Z weselszych wiesci szwagierka w ciazy wiec w koncu nareszcie moje dzieci beda mialy jakiegos kuzyna/kuzynke blizszego niz 10 woda po kisielu.
Mlodemu znalazlam nowego nauczyciela gitary, jest to lokalny gitarzysta jazzowy. Trzymam kciuki by nauczyl mlodego swobody grania i opuszczenia palcy na strunach...
Czytam Doctor Sleep Kinga, Mikolaj mi zostawil w prezencie. Poczatek byl swietny, a teraz jestem troche znudzona, King z"" miszcza "" grozy postanowil sie chyba przeksztalcic w miszcza dewiacji seksualnych. Szkoda. Jest to ciag dalszy Lsnienia, BTW.
Z niecierpliwoscia wyczekuje styczen i nowy rok, wzgledny powrot do normalnosci. Troche mina mi rzednie jak pomysle, ze czeka mnie wizyta u tesciow w Serbii, ale damy rade.

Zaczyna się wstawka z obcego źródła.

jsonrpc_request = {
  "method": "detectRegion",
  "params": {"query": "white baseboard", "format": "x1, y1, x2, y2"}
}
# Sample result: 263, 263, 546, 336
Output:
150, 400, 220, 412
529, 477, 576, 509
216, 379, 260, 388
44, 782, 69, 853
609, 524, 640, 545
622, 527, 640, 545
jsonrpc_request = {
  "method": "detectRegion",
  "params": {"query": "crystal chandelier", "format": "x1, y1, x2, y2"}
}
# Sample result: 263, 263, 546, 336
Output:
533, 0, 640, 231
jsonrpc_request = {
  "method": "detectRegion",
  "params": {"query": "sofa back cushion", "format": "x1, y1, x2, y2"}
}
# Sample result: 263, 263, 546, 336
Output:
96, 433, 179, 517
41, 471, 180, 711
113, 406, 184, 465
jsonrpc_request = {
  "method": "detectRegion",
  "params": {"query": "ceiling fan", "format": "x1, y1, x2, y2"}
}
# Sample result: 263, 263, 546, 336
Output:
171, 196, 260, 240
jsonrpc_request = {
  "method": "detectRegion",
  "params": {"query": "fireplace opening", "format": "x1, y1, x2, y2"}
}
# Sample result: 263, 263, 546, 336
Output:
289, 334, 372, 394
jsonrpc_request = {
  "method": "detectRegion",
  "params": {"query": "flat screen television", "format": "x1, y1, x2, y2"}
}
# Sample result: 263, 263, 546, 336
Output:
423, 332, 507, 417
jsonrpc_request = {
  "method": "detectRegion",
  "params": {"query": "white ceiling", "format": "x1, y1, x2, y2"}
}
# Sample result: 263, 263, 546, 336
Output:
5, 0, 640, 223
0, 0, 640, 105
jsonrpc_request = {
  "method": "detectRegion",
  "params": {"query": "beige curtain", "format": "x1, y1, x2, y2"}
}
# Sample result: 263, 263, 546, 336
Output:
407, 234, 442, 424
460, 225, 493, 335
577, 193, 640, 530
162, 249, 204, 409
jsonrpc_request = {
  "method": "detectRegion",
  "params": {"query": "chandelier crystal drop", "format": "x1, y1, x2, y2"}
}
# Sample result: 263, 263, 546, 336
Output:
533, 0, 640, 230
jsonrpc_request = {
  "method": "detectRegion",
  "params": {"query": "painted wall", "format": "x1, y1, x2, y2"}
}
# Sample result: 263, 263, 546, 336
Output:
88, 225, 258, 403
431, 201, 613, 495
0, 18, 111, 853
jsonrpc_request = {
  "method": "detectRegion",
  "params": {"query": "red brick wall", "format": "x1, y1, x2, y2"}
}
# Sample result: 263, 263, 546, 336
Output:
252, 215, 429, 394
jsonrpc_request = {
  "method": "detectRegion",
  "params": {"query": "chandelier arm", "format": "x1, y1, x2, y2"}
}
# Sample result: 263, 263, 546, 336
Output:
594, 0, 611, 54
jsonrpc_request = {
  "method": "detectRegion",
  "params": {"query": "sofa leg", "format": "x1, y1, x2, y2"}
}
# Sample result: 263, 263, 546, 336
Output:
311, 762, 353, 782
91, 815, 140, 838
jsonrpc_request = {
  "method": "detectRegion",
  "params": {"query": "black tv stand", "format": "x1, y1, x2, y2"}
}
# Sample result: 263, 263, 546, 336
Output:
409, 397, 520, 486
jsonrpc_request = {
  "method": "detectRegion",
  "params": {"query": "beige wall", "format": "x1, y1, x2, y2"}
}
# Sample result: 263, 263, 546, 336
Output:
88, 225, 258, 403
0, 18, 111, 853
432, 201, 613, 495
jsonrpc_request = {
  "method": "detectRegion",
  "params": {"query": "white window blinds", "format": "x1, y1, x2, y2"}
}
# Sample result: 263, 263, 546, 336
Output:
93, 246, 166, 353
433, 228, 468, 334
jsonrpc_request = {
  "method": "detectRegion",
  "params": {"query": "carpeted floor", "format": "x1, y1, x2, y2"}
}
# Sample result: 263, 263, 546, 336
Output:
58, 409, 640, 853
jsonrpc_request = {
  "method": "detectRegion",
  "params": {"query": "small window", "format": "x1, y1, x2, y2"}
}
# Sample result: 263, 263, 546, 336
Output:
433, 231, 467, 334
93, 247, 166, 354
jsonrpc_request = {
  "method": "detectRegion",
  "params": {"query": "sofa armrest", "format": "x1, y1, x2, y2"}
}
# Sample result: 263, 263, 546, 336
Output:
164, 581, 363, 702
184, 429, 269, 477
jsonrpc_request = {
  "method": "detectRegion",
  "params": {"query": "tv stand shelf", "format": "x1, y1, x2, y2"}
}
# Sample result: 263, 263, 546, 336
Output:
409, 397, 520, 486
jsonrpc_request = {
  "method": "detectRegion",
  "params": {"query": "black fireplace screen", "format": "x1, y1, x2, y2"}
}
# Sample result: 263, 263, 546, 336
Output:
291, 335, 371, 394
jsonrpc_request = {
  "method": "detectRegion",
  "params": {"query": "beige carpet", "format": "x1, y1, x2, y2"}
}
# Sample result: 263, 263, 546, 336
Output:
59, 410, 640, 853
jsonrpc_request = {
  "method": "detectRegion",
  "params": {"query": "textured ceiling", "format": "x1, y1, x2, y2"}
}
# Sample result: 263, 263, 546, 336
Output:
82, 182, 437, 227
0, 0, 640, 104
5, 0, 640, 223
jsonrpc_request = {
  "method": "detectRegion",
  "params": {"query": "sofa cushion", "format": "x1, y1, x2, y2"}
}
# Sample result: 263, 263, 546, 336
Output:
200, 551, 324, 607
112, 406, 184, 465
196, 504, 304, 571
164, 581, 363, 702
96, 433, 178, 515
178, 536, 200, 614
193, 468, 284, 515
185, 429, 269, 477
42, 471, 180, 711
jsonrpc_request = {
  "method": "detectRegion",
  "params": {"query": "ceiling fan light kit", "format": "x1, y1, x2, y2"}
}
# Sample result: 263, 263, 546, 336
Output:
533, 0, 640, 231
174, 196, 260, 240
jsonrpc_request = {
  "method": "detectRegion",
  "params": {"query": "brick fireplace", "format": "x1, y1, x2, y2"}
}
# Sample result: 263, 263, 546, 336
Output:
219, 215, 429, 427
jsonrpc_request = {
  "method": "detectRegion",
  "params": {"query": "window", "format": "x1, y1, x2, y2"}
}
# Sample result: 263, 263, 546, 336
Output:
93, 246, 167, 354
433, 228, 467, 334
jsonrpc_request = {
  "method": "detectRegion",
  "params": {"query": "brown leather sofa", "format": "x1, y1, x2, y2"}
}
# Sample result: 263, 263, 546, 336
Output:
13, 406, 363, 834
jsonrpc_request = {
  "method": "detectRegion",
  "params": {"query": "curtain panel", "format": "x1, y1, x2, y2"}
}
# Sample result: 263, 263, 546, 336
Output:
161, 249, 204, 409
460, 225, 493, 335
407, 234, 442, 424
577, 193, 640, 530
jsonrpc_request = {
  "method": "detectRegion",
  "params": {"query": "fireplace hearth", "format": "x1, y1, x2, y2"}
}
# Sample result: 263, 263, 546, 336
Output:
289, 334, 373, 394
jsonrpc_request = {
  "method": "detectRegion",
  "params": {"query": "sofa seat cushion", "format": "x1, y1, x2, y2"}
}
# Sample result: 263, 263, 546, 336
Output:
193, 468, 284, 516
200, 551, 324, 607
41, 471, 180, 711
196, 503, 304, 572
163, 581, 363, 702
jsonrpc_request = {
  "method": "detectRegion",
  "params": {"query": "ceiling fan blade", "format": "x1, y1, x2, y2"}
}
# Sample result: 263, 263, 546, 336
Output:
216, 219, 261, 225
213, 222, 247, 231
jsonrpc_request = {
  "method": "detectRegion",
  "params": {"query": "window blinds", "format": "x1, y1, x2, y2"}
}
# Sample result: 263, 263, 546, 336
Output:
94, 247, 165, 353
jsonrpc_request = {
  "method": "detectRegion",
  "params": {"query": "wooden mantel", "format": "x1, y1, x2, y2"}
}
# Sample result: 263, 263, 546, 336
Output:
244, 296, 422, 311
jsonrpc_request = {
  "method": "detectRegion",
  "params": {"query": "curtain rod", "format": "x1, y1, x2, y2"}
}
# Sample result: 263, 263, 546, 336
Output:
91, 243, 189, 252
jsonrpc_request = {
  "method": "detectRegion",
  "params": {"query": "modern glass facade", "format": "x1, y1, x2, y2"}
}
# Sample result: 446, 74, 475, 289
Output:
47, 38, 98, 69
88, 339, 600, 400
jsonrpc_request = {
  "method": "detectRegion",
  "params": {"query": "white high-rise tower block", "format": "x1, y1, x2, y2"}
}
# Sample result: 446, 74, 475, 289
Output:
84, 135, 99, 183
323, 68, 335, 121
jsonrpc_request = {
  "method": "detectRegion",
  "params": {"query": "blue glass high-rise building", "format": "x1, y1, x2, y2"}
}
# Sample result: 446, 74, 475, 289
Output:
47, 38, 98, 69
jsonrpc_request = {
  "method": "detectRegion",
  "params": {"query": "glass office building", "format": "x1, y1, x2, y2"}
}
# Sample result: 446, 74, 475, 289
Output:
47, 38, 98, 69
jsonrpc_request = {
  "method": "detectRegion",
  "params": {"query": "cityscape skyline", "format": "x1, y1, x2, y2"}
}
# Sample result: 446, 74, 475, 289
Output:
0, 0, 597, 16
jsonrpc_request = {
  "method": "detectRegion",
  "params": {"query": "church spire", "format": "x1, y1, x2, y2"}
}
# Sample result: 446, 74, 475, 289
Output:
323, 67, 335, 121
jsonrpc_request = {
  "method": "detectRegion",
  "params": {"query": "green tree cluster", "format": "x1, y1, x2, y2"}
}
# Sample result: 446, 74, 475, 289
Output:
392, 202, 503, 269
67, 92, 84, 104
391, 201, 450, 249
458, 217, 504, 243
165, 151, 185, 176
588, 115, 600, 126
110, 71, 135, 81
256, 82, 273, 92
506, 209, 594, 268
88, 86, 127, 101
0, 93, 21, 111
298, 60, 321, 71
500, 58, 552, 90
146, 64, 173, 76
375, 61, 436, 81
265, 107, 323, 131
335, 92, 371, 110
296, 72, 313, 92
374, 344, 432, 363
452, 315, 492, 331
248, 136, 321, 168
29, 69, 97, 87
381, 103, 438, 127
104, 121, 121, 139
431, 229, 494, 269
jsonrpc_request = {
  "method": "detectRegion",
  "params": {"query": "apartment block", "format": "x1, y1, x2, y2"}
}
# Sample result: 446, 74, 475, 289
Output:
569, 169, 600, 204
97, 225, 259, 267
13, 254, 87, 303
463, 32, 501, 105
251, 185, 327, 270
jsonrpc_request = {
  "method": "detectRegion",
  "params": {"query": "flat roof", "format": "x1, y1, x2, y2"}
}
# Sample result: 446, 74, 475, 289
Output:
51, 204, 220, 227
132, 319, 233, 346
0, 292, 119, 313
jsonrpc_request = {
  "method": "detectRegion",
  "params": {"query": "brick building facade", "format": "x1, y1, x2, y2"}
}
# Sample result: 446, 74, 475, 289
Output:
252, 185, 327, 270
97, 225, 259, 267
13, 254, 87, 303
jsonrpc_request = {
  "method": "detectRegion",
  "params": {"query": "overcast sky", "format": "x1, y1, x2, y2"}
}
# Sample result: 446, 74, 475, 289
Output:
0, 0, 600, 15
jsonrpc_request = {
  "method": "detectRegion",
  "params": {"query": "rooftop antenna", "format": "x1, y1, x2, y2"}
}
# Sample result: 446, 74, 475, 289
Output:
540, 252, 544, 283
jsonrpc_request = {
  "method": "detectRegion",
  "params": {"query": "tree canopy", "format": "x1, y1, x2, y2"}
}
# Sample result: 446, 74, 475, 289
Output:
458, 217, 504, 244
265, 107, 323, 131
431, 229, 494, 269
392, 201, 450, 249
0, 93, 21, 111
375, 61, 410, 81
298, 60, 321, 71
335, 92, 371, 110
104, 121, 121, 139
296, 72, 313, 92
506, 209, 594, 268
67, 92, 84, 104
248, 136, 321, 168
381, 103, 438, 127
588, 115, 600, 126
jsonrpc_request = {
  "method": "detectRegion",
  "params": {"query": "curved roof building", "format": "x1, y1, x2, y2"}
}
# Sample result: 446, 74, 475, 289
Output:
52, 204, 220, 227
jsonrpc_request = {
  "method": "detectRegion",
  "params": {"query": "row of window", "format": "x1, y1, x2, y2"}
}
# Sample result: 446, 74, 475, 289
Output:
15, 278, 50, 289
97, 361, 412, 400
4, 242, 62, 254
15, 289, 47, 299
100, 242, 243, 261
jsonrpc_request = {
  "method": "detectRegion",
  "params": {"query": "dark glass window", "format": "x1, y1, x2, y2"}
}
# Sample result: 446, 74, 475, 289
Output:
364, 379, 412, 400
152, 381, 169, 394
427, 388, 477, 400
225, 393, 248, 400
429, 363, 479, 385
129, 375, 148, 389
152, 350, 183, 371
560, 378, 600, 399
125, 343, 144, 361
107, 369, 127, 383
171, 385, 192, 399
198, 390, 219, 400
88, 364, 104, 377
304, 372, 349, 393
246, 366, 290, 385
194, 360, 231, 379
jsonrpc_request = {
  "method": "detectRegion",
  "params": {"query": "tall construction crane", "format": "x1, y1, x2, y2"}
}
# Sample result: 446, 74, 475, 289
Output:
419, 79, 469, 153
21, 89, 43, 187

Planuje tez kilka wypraw tu i tam ale zobaczymy co z tego wyniknie.
No i duzo pracy mnie czeka, bo wracam na uczelnie...
No to hepi niu ir, Kochani, i oby nam sie dobrze dzialo <3

2 comments:

  1. Tobie też szczęśliwego nowego roku :) mam nadzieję, że K. odnajdzie frajdę w grze na gitarze :) laptop spalony to niestety znana i nam przypadłość, nie zazdroszczę. A Kinga ostatnio dwa miesiące temu czytałam - Pod kopułą. Jeszcze trzymał poziom, ale słyszałam, że już leci schematem niestety.
    M.

    ReplyDelete
    Replies
    1. ja musze sprawdzic co hronologicznie bylo ostatnim dzielem jakie przeczytalam przed Doctor Sleep.